Myrddion smiled sadly, for the explanation was entirely consistent with Vortigern’s sardonic nature. ‘So Catigern became twisted and cruel, and died because of these failings. Let your father be a warning to you, Katigern. You must find a name for yourself.’

 

The night before Rowena’s burning was oddly stifling, for wild storms circled ominously around the high mountains, almost as if summer had returned. Myrddion sensed the portents of danger in the air, so he prayed that he would survive whatever punishment the goddess inflicted on Vortigern for his hubris. The healer paced his tent and refused the stew offered by Cadoc, as he brooded on the violence promised by the coming tempest.

He was almost relieved when, later in the evening, Vortigern sent for him.

The fortress was dark and oppressive in the threatening air. Only a few warriors were awake. They were guarding the entrance to the hall, and Myrddion saw an oil lamp flickering in the upper room where Rowena’s body lay in preparation for the following day’s ritual cremation. Myrddion nodded to the guards and passed through the heavy oaken doors, cursing as the hinges complained loudly.

The darkness in the hall was almost absolute. A single oil lamp lit the High King’s face from below as he lifted a crude goblet to his lips, splashing a little of the scarlet wine on his tunic as he did so. As Myrddion approached, he realised that Vortigern was drunk. The great, greying head was weaving back and forth and Myrddion doubted that the old man could stand, but when he spoke his voice was carefully articulated.

‘Sit and drink with me, Myrddion. I’m offering you more than I’d have given to your father. He would have had my head in the blinking of an eye if I had given him an opportunity like this. Now his son comes knocking, just when I’m nearing my end.’

Unwillingly, Myrddion accepted a pottery mug of raw red wine that Vortigern had attempted to fill. He spilt most of the contents on the floor as he owlishly tried to focus on his task.

‘My thanks, lord,’ Myrddion replied, and almost gagged on the sharp sourness of the liquor.

‘It’s bad, isn’t it? Still, it would be a pity to waste it.’

Vortigern emptied his cup and refilled it with the last dregs in the jug. Throughout this careful operation, Myrddion stared at the puddle of spilt wine on the floor and watched the single oil lamp leap and dance in its reflection. He felt sick and dizzy, as if one of his prophetic fits had come to trouble him again.

‘I’m a fair man, healer. I promised you a name, so I’ll give it to you. The gods alone know how long Ambrosius will leave me alone, now that he knows how to reach me and touch me. Incidentally, I have killed the bastard who forced the maidservant to poison Rowena. But there are many other Celts who’d happily revenge themselves on me, including yourself.’

‘I should like to retain my head, my lord, so I have no intention of seeking revenge on you.’

Vortigern snickered drunkenly. ‘Yes!

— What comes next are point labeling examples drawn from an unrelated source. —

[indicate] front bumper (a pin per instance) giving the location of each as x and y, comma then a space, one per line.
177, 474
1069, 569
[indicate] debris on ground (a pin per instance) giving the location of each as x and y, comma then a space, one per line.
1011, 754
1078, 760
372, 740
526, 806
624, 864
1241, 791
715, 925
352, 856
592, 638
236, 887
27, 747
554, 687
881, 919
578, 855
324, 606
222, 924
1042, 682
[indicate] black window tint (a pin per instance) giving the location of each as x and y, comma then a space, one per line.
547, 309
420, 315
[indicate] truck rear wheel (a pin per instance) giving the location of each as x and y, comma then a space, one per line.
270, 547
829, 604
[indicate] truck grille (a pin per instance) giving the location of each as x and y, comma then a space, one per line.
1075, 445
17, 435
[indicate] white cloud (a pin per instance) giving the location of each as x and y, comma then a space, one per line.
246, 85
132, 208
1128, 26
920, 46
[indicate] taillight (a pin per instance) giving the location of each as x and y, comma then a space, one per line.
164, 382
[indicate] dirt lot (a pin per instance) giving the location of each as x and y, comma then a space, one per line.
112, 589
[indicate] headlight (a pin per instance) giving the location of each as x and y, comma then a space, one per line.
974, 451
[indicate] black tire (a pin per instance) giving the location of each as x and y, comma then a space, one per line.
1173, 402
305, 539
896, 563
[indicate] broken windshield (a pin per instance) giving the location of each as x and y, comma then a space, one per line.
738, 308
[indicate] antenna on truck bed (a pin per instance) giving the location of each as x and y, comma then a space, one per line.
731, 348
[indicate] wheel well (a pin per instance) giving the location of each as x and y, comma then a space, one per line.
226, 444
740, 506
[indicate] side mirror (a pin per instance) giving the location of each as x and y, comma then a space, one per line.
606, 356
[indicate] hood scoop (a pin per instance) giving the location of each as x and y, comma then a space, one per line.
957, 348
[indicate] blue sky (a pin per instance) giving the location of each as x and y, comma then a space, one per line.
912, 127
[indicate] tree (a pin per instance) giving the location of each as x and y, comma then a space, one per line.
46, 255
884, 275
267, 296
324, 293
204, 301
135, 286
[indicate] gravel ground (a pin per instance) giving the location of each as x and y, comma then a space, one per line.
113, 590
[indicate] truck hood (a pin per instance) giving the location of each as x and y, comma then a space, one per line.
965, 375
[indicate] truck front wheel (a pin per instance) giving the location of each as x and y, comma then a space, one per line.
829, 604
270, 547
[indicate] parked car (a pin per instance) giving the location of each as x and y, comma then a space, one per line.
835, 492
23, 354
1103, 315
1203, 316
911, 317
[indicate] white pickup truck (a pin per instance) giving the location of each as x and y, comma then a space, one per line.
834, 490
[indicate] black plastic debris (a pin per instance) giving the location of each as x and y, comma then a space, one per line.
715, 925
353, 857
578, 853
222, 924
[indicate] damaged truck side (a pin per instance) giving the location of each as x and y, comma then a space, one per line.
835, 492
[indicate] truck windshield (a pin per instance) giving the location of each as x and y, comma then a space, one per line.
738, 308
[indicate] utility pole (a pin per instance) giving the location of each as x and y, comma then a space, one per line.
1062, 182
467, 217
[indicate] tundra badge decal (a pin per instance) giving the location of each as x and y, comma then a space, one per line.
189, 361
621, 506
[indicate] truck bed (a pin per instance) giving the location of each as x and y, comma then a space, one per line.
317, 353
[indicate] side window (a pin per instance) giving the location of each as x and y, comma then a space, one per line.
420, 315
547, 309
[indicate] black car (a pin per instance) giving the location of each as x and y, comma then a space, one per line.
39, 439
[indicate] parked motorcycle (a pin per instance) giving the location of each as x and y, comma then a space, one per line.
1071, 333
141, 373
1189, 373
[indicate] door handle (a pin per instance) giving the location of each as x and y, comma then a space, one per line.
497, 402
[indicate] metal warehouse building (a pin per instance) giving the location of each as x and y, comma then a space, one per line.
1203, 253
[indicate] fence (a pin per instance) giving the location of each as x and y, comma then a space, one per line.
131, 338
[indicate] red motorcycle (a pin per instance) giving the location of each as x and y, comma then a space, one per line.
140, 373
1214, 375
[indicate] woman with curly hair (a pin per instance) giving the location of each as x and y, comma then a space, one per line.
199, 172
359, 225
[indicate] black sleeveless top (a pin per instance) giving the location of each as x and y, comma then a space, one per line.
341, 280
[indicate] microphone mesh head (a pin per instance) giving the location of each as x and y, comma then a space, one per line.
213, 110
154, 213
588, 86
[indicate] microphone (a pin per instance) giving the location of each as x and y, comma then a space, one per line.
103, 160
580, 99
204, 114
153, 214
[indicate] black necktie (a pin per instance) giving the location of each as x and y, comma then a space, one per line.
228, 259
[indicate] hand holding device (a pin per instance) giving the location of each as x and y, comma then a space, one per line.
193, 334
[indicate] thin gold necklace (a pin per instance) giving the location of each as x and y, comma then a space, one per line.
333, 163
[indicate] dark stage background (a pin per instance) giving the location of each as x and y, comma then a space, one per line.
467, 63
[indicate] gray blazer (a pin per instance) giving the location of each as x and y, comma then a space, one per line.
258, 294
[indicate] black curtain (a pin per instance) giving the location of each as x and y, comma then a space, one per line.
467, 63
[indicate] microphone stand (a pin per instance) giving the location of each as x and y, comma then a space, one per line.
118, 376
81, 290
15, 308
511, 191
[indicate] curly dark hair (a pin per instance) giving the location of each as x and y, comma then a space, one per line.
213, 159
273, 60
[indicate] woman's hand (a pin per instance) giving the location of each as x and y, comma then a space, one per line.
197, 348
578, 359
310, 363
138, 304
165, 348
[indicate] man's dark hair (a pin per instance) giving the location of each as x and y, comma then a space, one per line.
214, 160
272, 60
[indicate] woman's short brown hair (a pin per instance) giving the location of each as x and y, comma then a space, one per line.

And the trickster god, Gwydion, sold horses that turned into mushrooms. Or was it pigs? Doesn’t matter!’

Myrddion waited quietly. He knew better than to interrupt the maunderings of the ageing king. Drunk he might be, but Vortigern was still a vicious man, capable of striking out if he was of a mind to do it. The king would tell Myrddion what he wanted his healer to know, when he finally made the decision for himself.

‘Your father’s name was Flavius,’ Vortigern slurred, his speech finally succumbing to the wine. ‘Flavius – a pretty name for a bird of ill omen! Birds. Now, birds he loved – your father – the hunting birds in particular. Oddly, they loved him back, so they would fly to his glove when he called. They killed for him too. Like the women! Ban only knows why, but they’d fight over him like sluts – good women, too. Even Rowena looked at him like . . . well, no matter!’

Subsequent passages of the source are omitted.